Perth and Darwin were also predicted to be entering their “first-year” recoveries, with 1 to 4 per cent growth anticipated in both cities.
But any increase in rates could dramatically change these outlooks. And any changes from APRA were also an “X factor” that could alter the market, and which have thrown a spanner in the works for earlier forecasts.
”APRA’s action, which came earlier than I had expected, has meant that the Sydney housing market is cooling sooner than expected,” Mr Christopher said, noting this had left their previous forecast of 11 to 16 per cent price growth too bullish compared to a likely 6 to 8 per cent result for 2017.
“The authorities were right to take action earlier this year to restrict investing lending by banks,” he said.
“Failure to have taken action would have resulted in out-of- control Sydney and Melbourne housing markets, where additional aggressive monetary policy may well have triggered a large fall in dwelling prices in 2018.”
The Melbourne and Sydney markets were likely to be most sensitive to any rate hikes – with even a 0.25 per cent increase likely to lead to a lower range of growth in both cities.

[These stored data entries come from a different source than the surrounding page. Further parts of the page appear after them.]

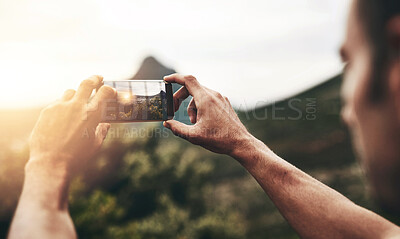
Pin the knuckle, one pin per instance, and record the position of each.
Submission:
(87, 83)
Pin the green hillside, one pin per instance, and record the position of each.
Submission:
(147, 183)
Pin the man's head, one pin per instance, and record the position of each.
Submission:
(371, 91)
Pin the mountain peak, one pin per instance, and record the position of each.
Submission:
(152, 69)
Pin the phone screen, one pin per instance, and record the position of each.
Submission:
(139, 100)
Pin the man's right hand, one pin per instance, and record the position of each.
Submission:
(216, 126)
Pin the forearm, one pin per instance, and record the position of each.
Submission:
(42, 210)
(313, 209)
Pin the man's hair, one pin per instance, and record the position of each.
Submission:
(375, 14)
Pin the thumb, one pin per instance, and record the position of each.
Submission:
(180, 129)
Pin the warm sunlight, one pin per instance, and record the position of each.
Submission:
(277, 49)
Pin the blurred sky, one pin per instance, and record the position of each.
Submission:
(252, 51)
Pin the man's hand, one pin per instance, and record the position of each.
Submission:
(69, 131)
(67, 134)
(313, 209)
(216, 125)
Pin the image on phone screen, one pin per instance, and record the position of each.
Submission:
(139, 100)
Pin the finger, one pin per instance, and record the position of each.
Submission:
(87, 86)
(192, 85)
(101, 133)
(180, 96)
(180, 129)
(192, 111)
(68, 94)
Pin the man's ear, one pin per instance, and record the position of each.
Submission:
(393, 30)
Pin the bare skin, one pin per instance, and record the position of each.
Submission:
(61, 139)
(313, 209)
(68, 132)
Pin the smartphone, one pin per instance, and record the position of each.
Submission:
(139, 101)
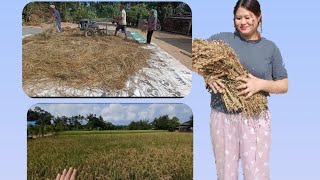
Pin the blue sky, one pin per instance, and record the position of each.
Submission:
(120, 114)
(294, 27)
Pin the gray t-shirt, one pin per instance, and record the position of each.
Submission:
(261, 58)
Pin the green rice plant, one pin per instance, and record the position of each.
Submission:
(157, 155)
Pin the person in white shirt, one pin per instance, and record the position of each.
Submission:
(122, 22)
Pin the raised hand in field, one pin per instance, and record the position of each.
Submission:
(67, 175)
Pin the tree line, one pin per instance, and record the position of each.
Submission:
(46, 123)
(73, 11)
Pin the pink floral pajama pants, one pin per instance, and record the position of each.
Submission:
(235, 137)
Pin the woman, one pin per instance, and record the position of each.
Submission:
(234, 136)
(151, 24)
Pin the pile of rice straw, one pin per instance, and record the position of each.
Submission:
(72, 60)
(216, 58)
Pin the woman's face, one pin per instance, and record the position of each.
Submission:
(246, 22)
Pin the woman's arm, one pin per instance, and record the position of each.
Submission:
(253, 85)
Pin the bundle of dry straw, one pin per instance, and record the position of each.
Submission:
(215, 59)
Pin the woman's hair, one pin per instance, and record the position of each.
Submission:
(252, 6)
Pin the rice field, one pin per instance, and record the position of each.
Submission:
(113, 155)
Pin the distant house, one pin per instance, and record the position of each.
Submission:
(31, 123)
(185, 127)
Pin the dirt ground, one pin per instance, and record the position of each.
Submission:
(173, 44)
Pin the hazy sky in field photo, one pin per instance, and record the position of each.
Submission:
(120, 113)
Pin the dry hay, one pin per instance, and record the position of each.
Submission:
(70, 59)
(215, 58)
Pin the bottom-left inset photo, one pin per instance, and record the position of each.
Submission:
(110, 141)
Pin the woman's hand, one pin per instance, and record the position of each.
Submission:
(215, 84)
(250, 86)
(70, 175)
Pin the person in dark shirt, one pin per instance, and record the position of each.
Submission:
(235, 136)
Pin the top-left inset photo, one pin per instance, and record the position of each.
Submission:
(106, 49)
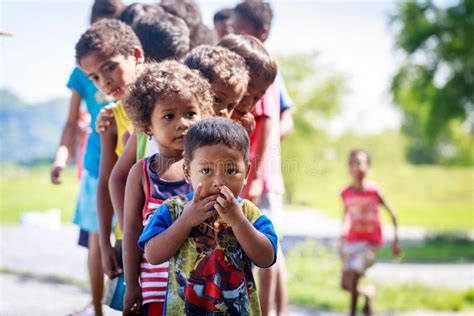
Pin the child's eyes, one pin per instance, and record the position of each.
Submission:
(217, 100)
(206, 171)
(111, 67)
(230, 107)
(191, 114)
(231, 171)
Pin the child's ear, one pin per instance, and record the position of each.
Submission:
(187, 173)
(139, 55)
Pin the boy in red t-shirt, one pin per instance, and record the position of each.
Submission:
(362, 231)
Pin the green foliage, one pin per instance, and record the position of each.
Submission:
(25, 189)
(436, 197)
(314, 278)
(434, 86)
(452, 248)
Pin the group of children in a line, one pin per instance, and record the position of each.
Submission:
(181, 127)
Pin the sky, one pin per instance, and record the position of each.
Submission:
(352, 38)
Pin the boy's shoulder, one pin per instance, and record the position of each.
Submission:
(176, 205)
(250, 210)
(370, 186)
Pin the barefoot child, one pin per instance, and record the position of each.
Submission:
(109, 53)
(212, 236)
(362, 230)
(83, 89)
(164, 101)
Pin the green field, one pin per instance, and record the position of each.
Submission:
(314, 278)
(436, 197)
(29, 188)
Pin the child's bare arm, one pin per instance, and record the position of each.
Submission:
(255, 244)
(163, 246)
(262, 140)
(396, 243)
(104, 118)
(67, 137)
(132, 254)
(118, 178)
(104, 205)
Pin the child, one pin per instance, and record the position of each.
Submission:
(86, 210)
(262, 71)
(108, 53)
(362, 231)
(222, 22)
(164, 101)
(265, 182)
(255, 18)
(211, 236)
(226, 72)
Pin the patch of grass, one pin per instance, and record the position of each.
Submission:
(435, 197)
(314, 278)
(25, 189)
(437, 248)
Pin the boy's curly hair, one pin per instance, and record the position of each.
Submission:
(159, 81)
(218, 63)
(258, 12)
(109, 37)
(135, 11)
(162, 36)
(256, 57)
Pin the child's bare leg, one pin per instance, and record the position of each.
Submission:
(267, 287)
(369, 292)
(281, 294)
(96, 275)
(349, 283)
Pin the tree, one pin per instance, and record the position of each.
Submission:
(435, 85)
(316, 93)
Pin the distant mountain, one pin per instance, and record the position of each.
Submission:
(31, 132)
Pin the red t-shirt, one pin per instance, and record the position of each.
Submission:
(362, 215)
(267, 107)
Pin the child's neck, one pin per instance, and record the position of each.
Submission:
(358, 184)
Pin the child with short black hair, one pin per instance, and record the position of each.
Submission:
(163, 102)
(362, 230)
(109, 53)
(222, 22)
(83, 89)
(262, 71)
(265, 185)
(211, 236)
(227, 73)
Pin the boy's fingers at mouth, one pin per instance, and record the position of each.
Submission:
(197, 194)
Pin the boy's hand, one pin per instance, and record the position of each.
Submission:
(255, 191)
(396, 248)
(110, 261)
(56, 174)
(228, 208)
(132, 300)
(104, 119)
(197, 211)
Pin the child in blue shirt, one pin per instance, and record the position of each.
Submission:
(212, 236)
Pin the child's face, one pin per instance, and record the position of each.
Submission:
(171, 119)
(242, 26)
(359, 166)
(257, 87)
(226, 97)
(111, 74)
(215, 166)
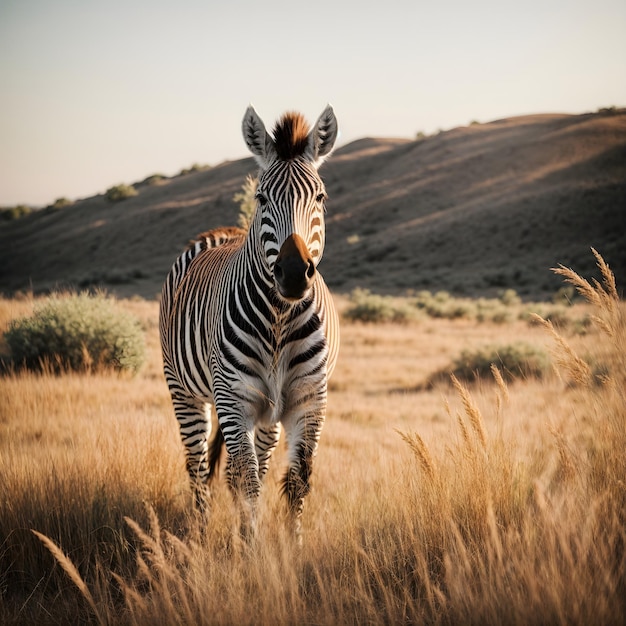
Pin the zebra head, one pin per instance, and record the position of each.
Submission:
(289, 218)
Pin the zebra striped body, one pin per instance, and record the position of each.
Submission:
(248, 325)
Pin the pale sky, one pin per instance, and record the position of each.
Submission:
(95, 93)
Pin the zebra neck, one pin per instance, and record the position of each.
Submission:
(259, 281)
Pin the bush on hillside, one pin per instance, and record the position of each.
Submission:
(77, 332)
(370, 307)
(246, 198)
(117, 193)
(516, 360)
(14, 213)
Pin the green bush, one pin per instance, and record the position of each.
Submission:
(246, 198)
(14, 213)
(77, 332)
(369, 307)
(443, 306)
(121, 192)
(513, 360)
(60, 203)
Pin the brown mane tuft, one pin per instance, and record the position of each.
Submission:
(290, 136)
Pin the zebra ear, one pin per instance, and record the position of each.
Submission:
(323, 136)
(257, 139)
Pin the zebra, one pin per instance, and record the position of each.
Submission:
(248, 326)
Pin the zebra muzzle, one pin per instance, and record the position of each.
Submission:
(294, 270)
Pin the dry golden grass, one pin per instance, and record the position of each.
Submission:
(486, 504)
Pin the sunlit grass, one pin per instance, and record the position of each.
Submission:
(501, 502)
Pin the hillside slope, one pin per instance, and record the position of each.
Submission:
(471, 210)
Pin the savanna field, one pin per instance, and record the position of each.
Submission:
(438, 496)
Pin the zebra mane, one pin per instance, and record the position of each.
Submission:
(291, 135)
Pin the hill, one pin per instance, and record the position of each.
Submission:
(472, 210)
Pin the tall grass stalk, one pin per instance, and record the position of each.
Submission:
(476, 530)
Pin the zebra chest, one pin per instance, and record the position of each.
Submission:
(267, 371)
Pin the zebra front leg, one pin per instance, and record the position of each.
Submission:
(242, 471)
(302, 439)
(194, 421)
(265, 442)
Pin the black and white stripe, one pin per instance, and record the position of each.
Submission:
(232, 341)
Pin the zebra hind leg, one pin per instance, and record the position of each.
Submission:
(194, 420)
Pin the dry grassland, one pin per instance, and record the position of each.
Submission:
(487, 506)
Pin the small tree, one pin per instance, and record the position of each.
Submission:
(77, 332)
(117, 193)
(247, 201)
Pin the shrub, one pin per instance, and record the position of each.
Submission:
(60, 203)
(117, 193)
(14, 213)
(369, 307)
(77, 332)
(513, 360)
(196, 167)
(442, 305)
(509, 297)
(247, 202)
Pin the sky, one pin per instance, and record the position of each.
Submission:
(96, 93)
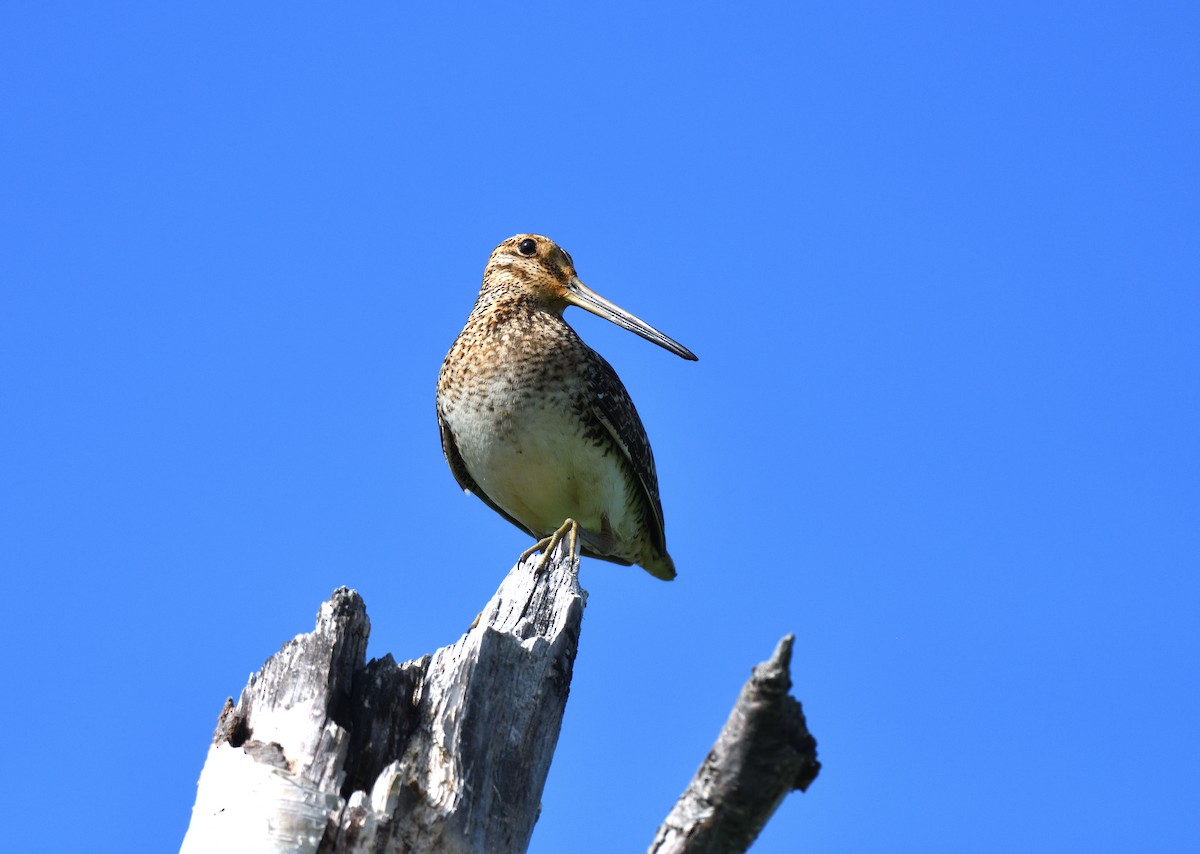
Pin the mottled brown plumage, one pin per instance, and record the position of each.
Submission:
(538, 425)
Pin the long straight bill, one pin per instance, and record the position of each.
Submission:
(581, 295)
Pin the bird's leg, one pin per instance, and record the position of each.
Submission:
(570, 529)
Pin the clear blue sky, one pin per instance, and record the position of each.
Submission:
(940, 262)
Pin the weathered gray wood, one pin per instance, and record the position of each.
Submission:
(763, 752)
(324, 752)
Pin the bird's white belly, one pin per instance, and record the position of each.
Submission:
(538, 465)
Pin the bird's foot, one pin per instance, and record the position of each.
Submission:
(570, 530)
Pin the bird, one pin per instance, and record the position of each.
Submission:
(538, 425)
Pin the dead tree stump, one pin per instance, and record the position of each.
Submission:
(327, 752)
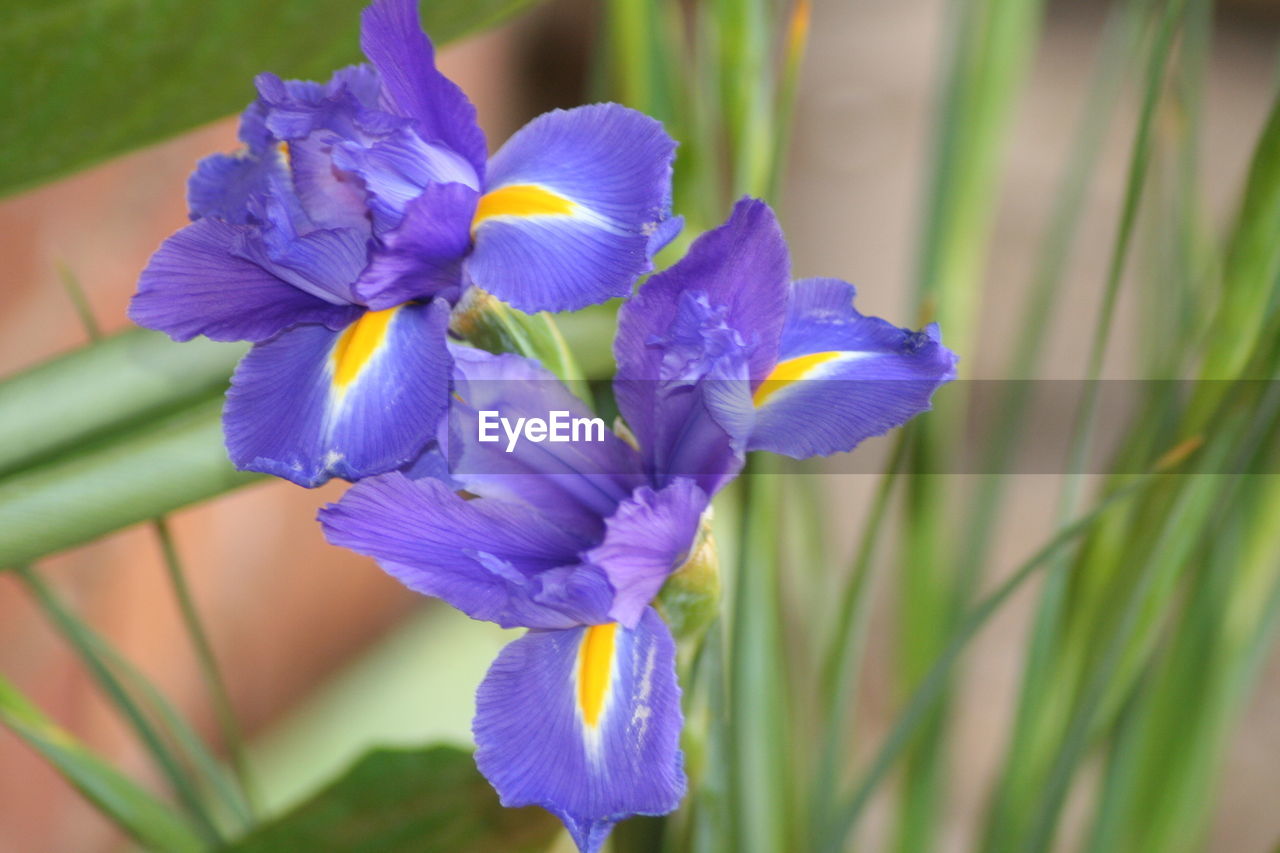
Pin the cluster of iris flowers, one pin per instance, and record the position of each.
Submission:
(341, 240)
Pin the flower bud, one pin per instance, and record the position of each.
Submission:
(690, 598)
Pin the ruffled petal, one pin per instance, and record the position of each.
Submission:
(396, 170)
(493, 560)
(690, 340)
(648, 538)
(393, 40)
(577, 483)
(421, 256)
(324, 261)
(223, 183)
(571, 204)
(844, 377)
(312, 404)
(195, 284)
(585, 723)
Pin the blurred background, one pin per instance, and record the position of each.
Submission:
(315, 641)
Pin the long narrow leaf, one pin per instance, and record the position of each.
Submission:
(118, 797)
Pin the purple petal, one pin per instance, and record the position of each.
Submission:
(396, 169)
(600, 181)
(393, 40)
(423, 256)
(845, 377)
(193, 284)
(647, 539)
(690, 340)
(539, 743)
(314, 404)
(324, 261)
(493, 560)
(577, 483)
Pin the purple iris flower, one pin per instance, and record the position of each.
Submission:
(718, 355)
(357, 214)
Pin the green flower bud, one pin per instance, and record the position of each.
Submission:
(690, 598)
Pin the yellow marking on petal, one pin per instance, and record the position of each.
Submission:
(359, 343)
(787, 372)
(595, 670)
(520, 200)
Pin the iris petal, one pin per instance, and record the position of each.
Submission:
(572, 201)
(691, 337)
(393, 40)
(648, 538)
(493, 560)
(314, 404)
(575, 483)
(844, 377)
(193, 284)
(584, 723)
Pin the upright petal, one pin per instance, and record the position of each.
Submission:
(584, 723)
(393, 40)
(493, 560)
(195, 284)
(421, 256)
(314, 404)
(844, 377)
(647, 539)
(571, 203)
(398, 168)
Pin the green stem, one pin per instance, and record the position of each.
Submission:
(211, 674)
(936, 680)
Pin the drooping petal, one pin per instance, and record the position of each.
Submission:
(421, 256)
(223, 183)
(195, 284)
(312, 404)
(493, 560)
(571, 203)
(648, 538)
(576, 482)
(691, 337)
(844, 377)
(584, 723)
(393, 40)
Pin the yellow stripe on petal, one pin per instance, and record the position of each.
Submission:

In Melbourne, this would be 5 to 9 per cent – or 5 to 8 per cent with a 0.5 per cent rate hike. In Sydney, the growth projects fell to 3 to 6 per cent growth with a 25 basis point hike.
But Domain Group chief economist Andrew Wilson said he couldn’t see Sydney prices increasing by 8 per cent “under any circumstances” – anticipating the growth to be half that at a maximum of 4 per cent for 2018.
“We are set for the lowest growth since 2011,” Dr Wilson said.
“It’s now a very different economic environment [compared to] when the boom began.”
Despite the changing economy, Propertyology buyer’s agent Simon Pressley said he also agreed double-digit growth was on the cards for Hobart, and Perth was reaching the bottom of the cycle.
“The gap between Hobart and the next best capital city will widen significantly during 2018 … we anticipate 2018 Hobart price growth to be in the high teens, with some prospect of pushing through 20 per cent and rental yields to remain above 5 per cent,” he said, tipping 17.5 per cent growth.
In Brisbane, the picture was less bright with “jobs needing to be addressed” before significant price growth was likely to be seen, but he had expectations in excess of 5 per cent.
He expected Sydney would grow by just 1 per cent in 2018.